Une autre indication du lien avec le texte de Romains est la mention du « prophète » (Jn 7,40) « qui doit venir dans le monde » (6,14). C’est le prophète dont Moïse a dit qu’il prendrait sa place :
« L’Éternel, ton Dieu, te suscitera du milieu de toi, d’entre tes frères, un prophète comme moi : vous l’écouterez ! Il répondra ainsi à la demande que tu fis à l’Éternel, ton Dieu, à Horeb, le jour de l’assemblée, quand tu disais : Que je n’entende plus la voix de l’Éternel, mon Dieu, et que je ne voie plus ce grand feu, afin de ne pas mourir. L’Éternel me dit : Ce qu’ils ont dit est bien. Je leur susciterai du milieu de leurs frères un prophète comme toi, je mettrai mes paroles dans sa bouche, et il leur dira tout ce que je lui commanderai. Et si quelqu’un n’écoute pas mes paroles qu’il dira en mon nom, c’est moi qui lui en demanderai compte. » (Dt 18,15-19)

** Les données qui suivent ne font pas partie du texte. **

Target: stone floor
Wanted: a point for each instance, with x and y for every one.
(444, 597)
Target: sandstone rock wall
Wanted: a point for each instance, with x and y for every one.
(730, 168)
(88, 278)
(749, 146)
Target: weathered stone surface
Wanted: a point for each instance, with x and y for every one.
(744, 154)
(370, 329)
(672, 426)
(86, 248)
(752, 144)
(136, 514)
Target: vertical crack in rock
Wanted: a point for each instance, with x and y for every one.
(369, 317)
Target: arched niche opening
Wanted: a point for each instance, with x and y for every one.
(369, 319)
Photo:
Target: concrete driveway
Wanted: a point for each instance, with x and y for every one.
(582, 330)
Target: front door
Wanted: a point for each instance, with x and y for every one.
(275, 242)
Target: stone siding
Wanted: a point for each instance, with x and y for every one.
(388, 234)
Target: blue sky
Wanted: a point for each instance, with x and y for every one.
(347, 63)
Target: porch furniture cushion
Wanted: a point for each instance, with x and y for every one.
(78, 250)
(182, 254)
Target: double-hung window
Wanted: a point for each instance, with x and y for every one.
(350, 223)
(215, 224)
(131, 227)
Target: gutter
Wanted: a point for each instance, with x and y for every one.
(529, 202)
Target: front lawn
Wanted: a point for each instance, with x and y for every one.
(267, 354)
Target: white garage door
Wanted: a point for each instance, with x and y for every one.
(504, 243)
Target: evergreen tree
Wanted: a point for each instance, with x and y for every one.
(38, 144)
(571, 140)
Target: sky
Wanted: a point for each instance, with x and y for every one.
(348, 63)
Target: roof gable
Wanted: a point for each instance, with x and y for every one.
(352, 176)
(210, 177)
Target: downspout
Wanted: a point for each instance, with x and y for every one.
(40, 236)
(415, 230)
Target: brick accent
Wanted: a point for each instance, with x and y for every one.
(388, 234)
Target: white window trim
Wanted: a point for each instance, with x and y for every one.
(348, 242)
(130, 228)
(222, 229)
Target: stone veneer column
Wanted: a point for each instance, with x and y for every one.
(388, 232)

Remarquez le verbe « susciter ». C’est le même qui est employé dans Romains et dans tout le Nouveau Testament pour parler de la résurrection de Jésus par Dieu. Le fait que le Deutéronome fasse partie de la « Loi » (le Pentateuque) explique le retournement ironique de Jean, par lequel les pharisiens, versés dans cette Loi, se condamnent en fait eux-mêmes lorsqu’ils disent aux huissiers : « Mais cette foule qui ne connaît pas la loi, ce sont des maudits ! » (Jn 7,49).

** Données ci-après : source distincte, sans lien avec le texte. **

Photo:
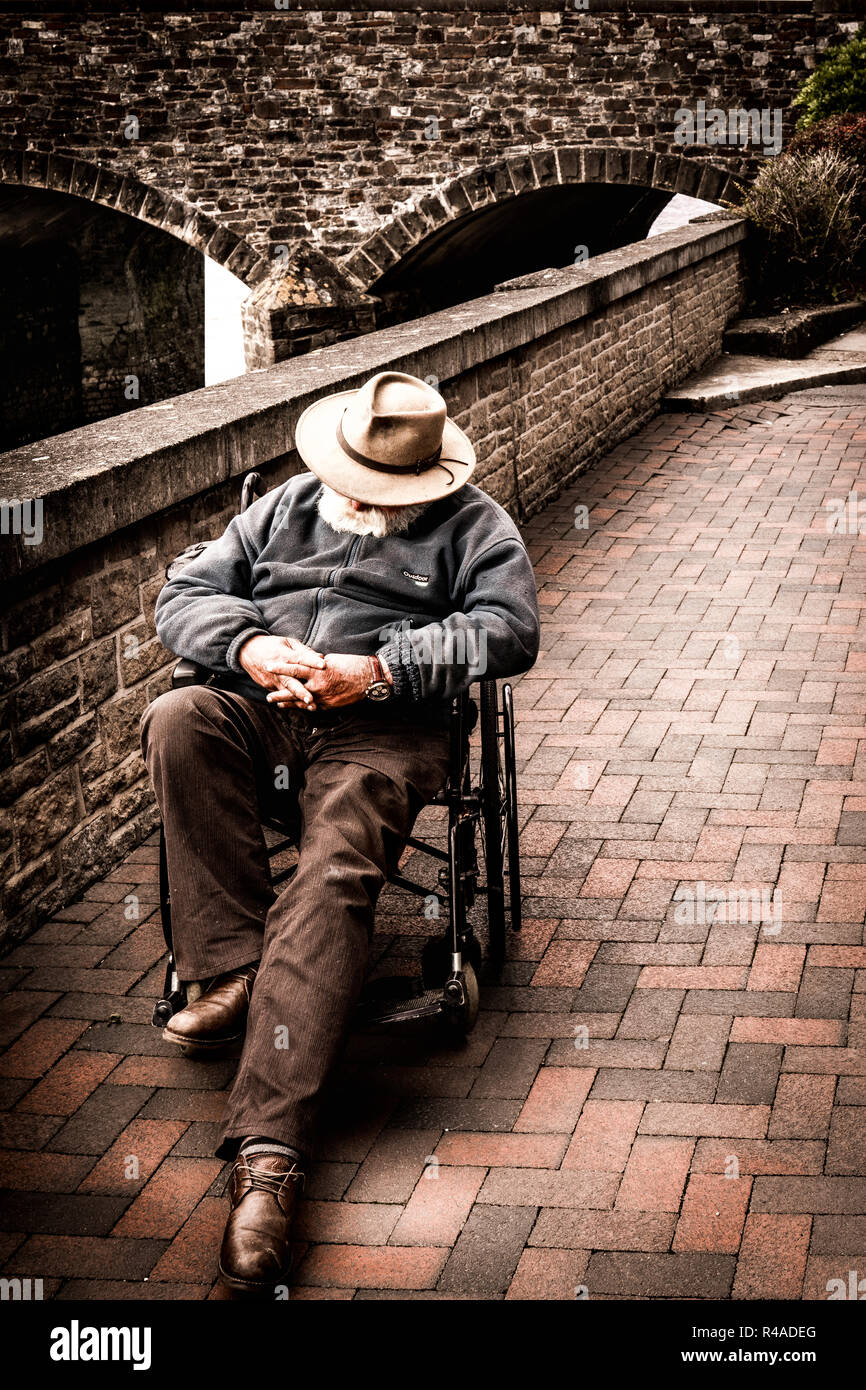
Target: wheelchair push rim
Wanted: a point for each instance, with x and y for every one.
(499, 816)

Chez Jean, Jésus est celui qui donne la nouvelle loi de la grâce (1,17), adressée non seulement à Israël, mais aussi aux nations (Is 42,1-5 ; 49,6). À son tour, l’envoyé de Dieu dans cette mission est dit « la lumière des nations » (49,6). Plus loin, la lumière est liée à la vie en Is 58,10-11 (« Si tu donnes ta propre subsistance à celui qui a faim, Si tu rassasies l’âme indigente, Ta lumière se lèvera sur l’obscurité, Et tes ténèbres seront comme le midi. L’Éternel sera toujours ton guide, Il rassasiera ton âme dans les lieux arides, Et il redonnera de la vigueur à tes membres ; Tu seras comme un jardin arrosé, Comme une source dont les eaux ne tarissent pas. »), qui est précisément le texte cité par Jean au début de la péricope (7,38). D’où la conclusion de la lecture d’aujourd’hui avec Jn 8,12 : « Jésus leur parla de nouveau, et dit : Je suis la lumière du monde ; celui qui me suit ne marchera pas dans les ténèbres, mais il aura la lumière de la vie. »
Ressources complémentaires
Paul Nadim Tarazi, New Testament Introduction, Vol. 3: Johannine Writings, St Vladimir’s Seminary Press, Crestwood, NY, 2004, p. 179-181, 183-184.